Wednesday, September 14, 2011

Ethnic and Religious Identities; Further Separating an Increasingly Connected World

Some people reading this post may get the wrong idea when they first read this title. I would like to preface this post by recognizing that religion has many wonderful and positive qualities which bring people together by extraordinary means. What I plan to talk about is in no way trying to undermine these positive qualities.

After reading Eller and Teehan, and adding some Avalos in there, it has become even more apparent how divisive religion and ethnicity can be. This observation is nothing new and perhaps, too simple. It is human nature to form and be identified with groups, cliques, and organizations. Everyone, including myself, is guilty of this. In our struggle to form an identity, we use groups to define who we are. It comes with our competitive nature; which group is the best? This group mentality is magnified when it comes to ethnicity and religion.

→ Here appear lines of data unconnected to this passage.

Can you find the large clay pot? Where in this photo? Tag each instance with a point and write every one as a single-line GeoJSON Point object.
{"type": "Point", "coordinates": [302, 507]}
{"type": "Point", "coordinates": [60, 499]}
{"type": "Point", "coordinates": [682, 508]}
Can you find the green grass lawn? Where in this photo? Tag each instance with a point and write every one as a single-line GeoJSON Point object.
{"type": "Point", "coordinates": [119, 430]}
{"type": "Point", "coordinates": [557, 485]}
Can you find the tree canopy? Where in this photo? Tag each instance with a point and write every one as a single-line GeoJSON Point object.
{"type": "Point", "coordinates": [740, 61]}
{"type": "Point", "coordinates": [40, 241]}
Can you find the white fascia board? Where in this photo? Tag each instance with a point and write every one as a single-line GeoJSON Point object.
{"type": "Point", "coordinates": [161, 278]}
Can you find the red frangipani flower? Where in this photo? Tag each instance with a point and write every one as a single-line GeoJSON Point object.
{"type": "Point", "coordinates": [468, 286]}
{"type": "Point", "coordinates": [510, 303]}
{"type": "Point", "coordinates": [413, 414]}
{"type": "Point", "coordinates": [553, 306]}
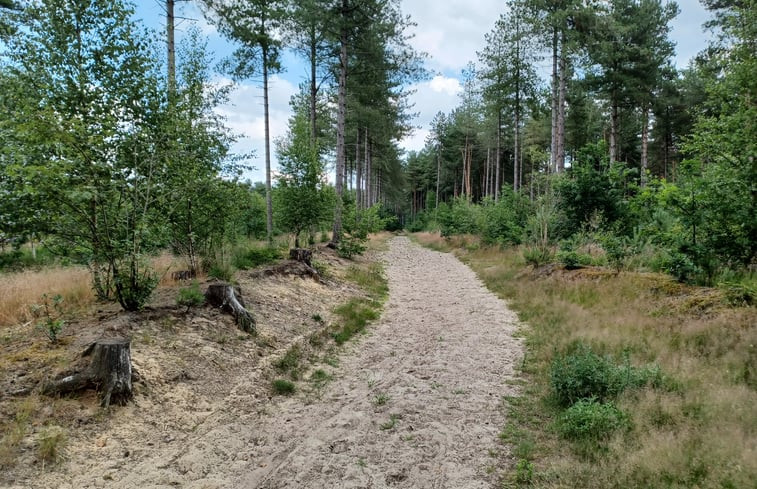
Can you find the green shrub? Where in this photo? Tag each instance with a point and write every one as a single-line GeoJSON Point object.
{"type": "Point", "coordinates": [283, 387]}
{"type": "Point", "coordinates": [221, 271]}
{"type": "Point", "coordinates": [589, 419]}
{"type": "Point", "coordinates": [50, 313]}
{"type": "Point", "coordinates": [459, 217]}
{"type": "Point", "coordinates": [254, 257]}
{"type": "Point", "coordinates": [349, 246]}
{"type": "Point", "coordinates": [537, 255]}
{"type": "Point", "coordinates": [191, 296]}
{"type": "Point", "coordinates": [133, 289]}
{"type": "Point", "coordinates": [583, 374]}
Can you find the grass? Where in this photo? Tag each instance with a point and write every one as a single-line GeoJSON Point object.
{"type": "Point", "coordinates": [682, 369]}
{"type": "Point", "coordinates": [19, 290]}
{"type": "Point", "coordinates": [283, 387]}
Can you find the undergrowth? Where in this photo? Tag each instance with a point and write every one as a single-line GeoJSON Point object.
{"type": "Point", "coordinates": [629, 379]}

Eller states that ethnicity is a conscious culture which mobilizes itself to compete with others. Ethnic groups afford some of the same benefits as religion; community, practice, institution, group privileges and an identity. It separates humanity into groups, with each coming into competition with others. Ethnic groups, are distinguished from each other by "the ethnic boundary that defines the group, not the cultural stuff that encloses it." (210) These boundaries could vary from geographical to physiological. Ethnicity provide another way for humans to group themselves. The same could be said of religion. Though it gets more complex with the metaphysical and cosmic aspect, humans are further separating, and subsequently defining themselves.

Now where does the conflict come into play? Conflict can start from different ethnic groups, or different religions, fighting over sacred space, resources, or physiological reasons. Teehan goes into detail on how one group can physiologically demonize another group by "characterizing foreign people as "abominations" and as "unclean"" to trigger "our evolved contagion-avoidance systems" (152). The fact that humans can possibly see others as "unclean" is the point I am trying to make. Ethnic and religious differences can separate us to the ends that we see others are things to be exterminated is horrifying. Our perceived differences are so powerful, that we have to the potential to dehumanize other as unfit for life. Our boundaries are stronger than our sense of humanity, at times. Religion and ethnicity are not the only factors to this, but each lie at the core foundation of one's values, perceptions and what one thinks and see's as truth. As a result, it has to be a starting point to see the origins of group-on-group violence.

In an increasingly interconnected world where people from different cultures and views are interacting, these ethnic and religious barriers are simultaneously being knocked down and fortified at the same time. Its part of who we are. We, as humanity, will never give up our groups. Bringing out the inner idealist in me, if we didn't separate ourselves into groups and malign others, would we have so much conflict? Even if we just stopped judging those with different than us (that don't actively harm others), would we have so much conflict? What I am trying to say is, are all political/religious conflicts based on the premise of group competition? (On a side note, another entire argument can be made that groups are the only reason we have politics and the essence of conflict itself)

Groups and identities define who we are and help create who we become. The group mentality fosters competitiveness and conflict. Compounded with different politics, religious views and senses of truths; humans have a lot of differences. Some people in this world fail to remember no matter what defines you, we're all the same in the end.

1 comment:

  1. Nice insights into the whole situation between ethnicity and religion. Personally, I tend to think that on almost all occasions, religious conflicts are followed by ethnicity conflicts and vice versa. It is also true that the evolutionary origins of religious and ethnic violence must be taken into consideration because they provide us with good basics about what constitutes religion and ethnicity and why we always associate ourselves with a particular group. Whether this association is productive or it further separate us from peoples of different ethnicity depends on the fundamental basics of the groups we are talking about. For example, in the conflict between ethnicity groups in Yugoslavia, we saw that the boundaries which separated Islam, Catholics Christianity and Orthodox Christianity were so strong and divisive that the conflict that ensued was based on ethnic clashes and religion. However, even if these boundaries did not exist I reckon that there would have been other reasons for conflicts other than religious or ethnic. That is why, most of the time religious and ethnic conflicts go along economic and social struggling. If it not for religion, other reasons over which people will fight for, will cause the conflict. Your last question raises a good point, but at the end is too extreme for my liking. Although group competition might be a main factor for political and religious conflicts, there are examples in the past when there were conflicts not based on that which group is superior to another (one example I can think of right now is colonization).